As I woke up early morning I read news about the Azure South Central US Datacenter outage caused by cooling problems.
On Linkedin I saw multiple posts from Azure experts that DR should have been implemented for the applications and databases. There were multiple emails from customers in America and Europe asking for Disaster Recovery solutions for their application hosted in Azure.
After going through this deluge of Linkedin posts and emails I finally reread the article on outage in ZDNet & Geekwire. I also got some information from my insider’ss network. The cooling problem affected only one of the datacenters. Azure South Central US region has multiple physically separate datacenters that do not share infrastructure like Networking, Grid Power Supply and Cooling.

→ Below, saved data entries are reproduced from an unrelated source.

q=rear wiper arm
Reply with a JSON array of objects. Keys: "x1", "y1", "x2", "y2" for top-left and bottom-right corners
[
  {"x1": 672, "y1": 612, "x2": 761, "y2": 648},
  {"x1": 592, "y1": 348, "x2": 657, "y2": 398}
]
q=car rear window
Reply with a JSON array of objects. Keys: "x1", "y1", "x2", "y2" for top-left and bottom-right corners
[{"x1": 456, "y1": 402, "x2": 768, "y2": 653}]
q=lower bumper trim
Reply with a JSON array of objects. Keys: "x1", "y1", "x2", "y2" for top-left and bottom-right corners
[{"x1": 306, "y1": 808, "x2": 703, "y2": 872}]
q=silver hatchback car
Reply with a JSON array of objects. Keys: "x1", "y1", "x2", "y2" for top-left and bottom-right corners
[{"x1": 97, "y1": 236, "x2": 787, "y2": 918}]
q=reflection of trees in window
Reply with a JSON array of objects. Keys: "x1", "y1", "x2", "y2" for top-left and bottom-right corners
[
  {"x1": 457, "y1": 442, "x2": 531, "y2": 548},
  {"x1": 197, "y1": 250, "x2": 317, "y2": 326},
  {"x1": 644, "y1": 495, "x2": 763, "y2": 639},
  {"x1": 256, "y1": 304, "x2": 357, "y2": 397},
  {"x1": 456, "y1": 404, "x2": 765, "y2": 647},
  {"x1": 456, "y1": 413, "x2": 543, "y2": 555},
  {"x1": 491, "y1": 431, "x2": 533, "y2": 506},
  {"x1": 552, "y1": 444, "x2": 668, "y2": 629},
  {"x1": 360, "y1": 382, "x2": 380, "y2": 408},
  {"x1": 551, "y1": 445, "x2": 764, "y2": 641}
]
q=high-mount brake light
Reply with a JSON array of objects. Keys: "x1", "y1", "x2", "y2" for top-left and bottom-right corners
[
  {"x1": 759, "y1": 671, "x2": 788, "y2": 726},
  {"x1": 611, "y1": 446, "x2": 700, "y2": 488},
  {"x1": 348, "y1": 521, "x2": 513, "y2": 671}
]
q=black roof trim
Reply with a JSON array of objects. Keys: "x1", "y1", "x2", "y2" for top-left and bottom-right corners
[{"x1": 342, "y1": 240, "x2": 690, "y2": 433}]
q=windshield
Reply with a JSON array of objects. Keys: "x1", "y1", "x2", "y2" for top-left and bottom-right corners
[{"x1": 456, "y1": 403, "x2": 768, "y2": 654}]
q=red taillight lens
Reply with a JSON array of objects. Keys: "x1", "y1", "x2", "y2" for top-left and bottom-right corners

Cooling Problem is a localized problem and requires a High Availability solution and not a DR solution. The best solution to this problem was to use Availability Zones (AZ) but unfortunately South Central US region does not support Availability Zones (AZ). This problem could have been easily avoided if customers had deployed their application in different AZ and load balanced them, but this region did not supported AZ.
Figure below shows a load balanced application deployed across 3 Availability Zones in a region. These AZs are separate Azure Data Centers.
Since this was a datacenter outage, a HA solution should have been implemented and not a DR solution. HA should be used to mitigate against an outage at a particular datacenter. DR should be used when an entire region goes down.